White River — Ma Xue
As we enter the last release wave of true Covid films — those titles both produced during and concerned with the real-world crisis — first-time director Ma Xue introduces a new sort of pandemic film in her debut White River.

As we enter the last release wave of true Covid films — those titles both produced during and concerned with the real-world crisis — first-time director Ma Xue introduces a new sort of pandemic film in her debut White River‘s meandering sexual release valve. Situated on the other side of the White River from Beijing, Yanjiao is known as the “sleeping city” after the people who work in Beijing but sleep in Yanjiao. Made in South Korea by a Chinese national, Ma’s Mandarin-language film recalls both the sexually explicit romantic films that have of late become increasingly impossible to make within China and, perhaps unironically, the Sixth Generation of Chinese filmmakers who obviously inform Ma Xue’s sense of urban dissatisfaction, wandering lost characters, and the extraordinary focus on uber-ordinary individuals. White River is an unrestrained and unfiltered penetration into the depressive social isolation and unambiguously apathetic spirit that pervaded the worst of the Covid years, a time prolonged in the country it originated in thanks to the “Zero-COVID” policy.
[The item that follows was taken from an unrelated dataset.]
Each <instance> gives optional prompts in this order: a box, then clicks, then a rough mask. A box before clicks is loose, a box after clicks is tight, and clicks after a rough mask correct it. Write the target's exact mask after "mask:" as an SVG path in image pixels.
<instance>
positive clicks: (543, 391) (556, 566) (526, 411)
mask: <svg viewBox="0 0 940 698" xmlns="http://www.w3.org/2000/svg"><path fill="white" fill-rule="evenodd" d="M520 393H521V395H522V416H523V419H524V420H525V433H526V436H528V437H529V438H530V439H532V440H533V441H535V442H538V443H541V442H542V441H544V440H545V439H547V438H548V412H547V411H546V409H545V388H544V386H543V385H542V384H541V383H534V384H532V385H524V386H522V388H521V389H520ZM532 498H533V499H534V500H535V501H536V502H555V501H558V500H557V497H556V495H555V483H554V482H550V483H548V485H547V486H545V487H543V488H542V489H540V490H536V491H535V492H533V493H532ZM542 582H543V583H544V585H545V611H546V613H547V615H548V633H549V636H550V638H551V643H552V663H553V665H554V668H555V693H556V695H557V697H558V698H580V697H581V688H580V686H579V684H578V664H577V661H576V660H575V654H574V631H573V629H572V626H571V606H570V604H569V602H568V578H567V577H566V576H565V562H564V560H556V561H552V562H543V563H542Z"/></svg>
Filled from start to finish with a plethora of explicit and borderline intense sex scenes, White River is neither a romance nor a drama. In fact, the only sub-genre to ascribe to White River that even makes any amount of sense is the pandemic film, where lockdowns, quarantines, testing, and social bubbles fill the frame as just another part of life. But the sub-genre simply puts non-indiscrete clothes on the near-pornographic assay of sexuality. Instead, Ma’s feature piques interest as an episode of sexual maundering in the life of Yang Fan (Yuan Tian), a married woman who allows the pandemic to disrupt her life heretofore built on routine.